Des chercheurs élucident un mystère vieux de 50 ans en découvrant un nouveau groupe sanguin

Image d'illustration. Test sang laboratoireADN
Des chercheurs viennent de lever le voile sur un groupe sanguin jusqu’alors inconnu, mettant fin à cinq décennies d’incertitude scientifique. Cette découverte promet d’améliorer la compréhension des compatibilités lors des transfusions et la prise en charge médicale des patients.
Tl;dr
- Nouveau groupe sanguin humain identifié : le système MAL.
- Découverte liée à une absence rare d’antigène AnWj.
- La recherche ouvre la voie à de meilleurs soins ciblés.

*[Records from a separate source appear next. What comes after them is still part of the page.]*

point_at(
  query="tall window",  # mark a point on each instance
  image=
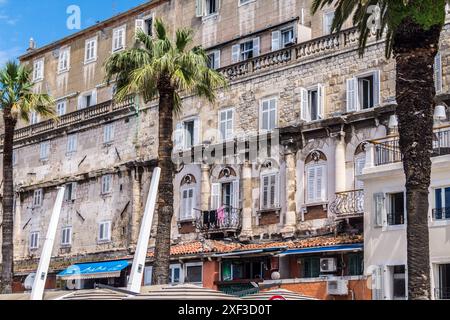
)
(312, 103)
(61, 107)
(34, 240)
(66, 236)
(396, 209)
(38, 70)
(104, 232)
(268, 114)
(71, 143)
(107, 184)
(226, 119)
(269, 191)
(119, 35)
(90, 50)
(64, 59)
(363, 92)
(441, 209)
(108, 133)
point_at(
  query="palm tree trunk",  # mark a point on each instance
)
(415, 50)
(165, 199)
(6, 278)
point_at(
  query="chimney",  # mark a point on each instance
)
(32, 45)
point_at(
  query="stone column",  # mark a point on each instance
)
(205, 187)
(247, 201)
(340, 172)
(291, 189)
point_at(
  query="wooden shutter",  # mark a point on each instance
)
(199, 8)
(321, 100)
(305, 115)
(236, 194)
(215, 196)
(276, 37)
(378, 209)
(256, 49)
(438, 72)
(352, 94)
(235, 53)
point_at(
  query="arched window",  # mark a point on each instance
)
(316, 177)
(188, 197)
(360, 163)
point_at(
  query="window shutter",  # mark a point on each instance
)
(276, 35)
(376, 88)
(215, 196)
(321, 100)
(256, 47)
(378, 209)
(196, 131)
(236, 51)
(139, 25)
(304, 105)
(310, 184)
(352, 94)
(199, 8)
(438, 72)
(236, 194)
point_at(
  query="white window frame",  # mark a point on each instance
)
(324, 184)
(228, 134)
(66, 236)
(192, 264)
(38, 69)
(108, 133)
(44, 150)
(72, 143)
(269, 111)
(276, 200)
(64, 60)
(184, 215)
(38, 198)
(90, 50)
(61, 108)
(106, 184)
(105, 226)
(34, 240)
(119, 38)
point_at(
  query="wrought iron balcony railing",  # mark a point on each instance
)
(72, 118)
(215, 221)
(441, 213)
(387, 150)
(348, 204)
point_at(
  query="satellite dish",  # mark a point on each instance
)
(29, 281)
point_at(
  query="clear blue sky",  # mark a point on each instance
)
(45, 21)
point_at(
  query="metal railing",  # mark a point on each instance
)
(348, 204)
(303, 51)
(442, 293)
(441, 213)
(387, 150)
(216, 221)
(72, 118)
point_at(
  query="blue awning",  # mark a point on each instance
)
(108, 269)
(337, 248)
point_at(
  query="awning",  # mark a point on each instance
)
(337, 248)
(108, 269)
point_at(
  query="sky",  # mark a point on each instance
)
(45, 21)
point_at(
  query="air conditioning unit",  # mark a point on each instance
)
(337, 287)
(328, 265)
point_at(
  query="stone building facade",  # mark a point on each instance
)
(292, 218)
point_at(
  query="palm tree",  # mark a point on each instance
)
(17, 101)
(159, 67)
(411, 29)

Une anomalie sanguine vieille de 50 ans élucidée
Il faut parfois s’armer de patience pour résoudre les énigmes du corps humain. En 1972, une femme enceinte intrigue les médecins britanniques : son échantillon de sang présente un mystère, l’absence totale d’une molécule présente sur tous les globules rouges connus alors. Ce détail insolite resté inexpliqué des décennies durant vient enfin de livrer ses secrets.
Le système MAL, nouvel arrivant parmi les groupes sanguins
Ce n’est qu’après plus d’un demi-siècle de recherches acharnées entre le Royaume-Uni et Israël qu’une équipe internationale, menée par la biologiste cellulaire Tim Satchwell (University of the West of England) et l’hématologue Louise Tilley (NHS), parvient à décrire un tout nouveau groupe sanguin : le système MAL. Publiés en 2024, leurs travaux couronnent près de vingt ans d’efforts pour Tilley, qui confie avec humilité : « C’est l’aboutissement d’un long travail collectif permettant enfin d’offrir des soins adaptés à ces patients rares, mais essentiels. »
Derrière la découverte : le rôle clé de l’antigène AnWj
La clé ? Une molécule appelée AnWj, retrouvée chez plus de 99,9 % des individus, mais absente chez la patiente mystérieuse. Les scientifiques découvrent que cette absence découle souvent d’une mutation sur le gène MAL, responsable d’une protéine essentielle à la stabilité membranaire cellulaire. Toutefois, certains patients privés d’AnWj ne présentent pas ce défaut génétique, laissant penser à des troubles sanguins capables de supprimer cet antigène.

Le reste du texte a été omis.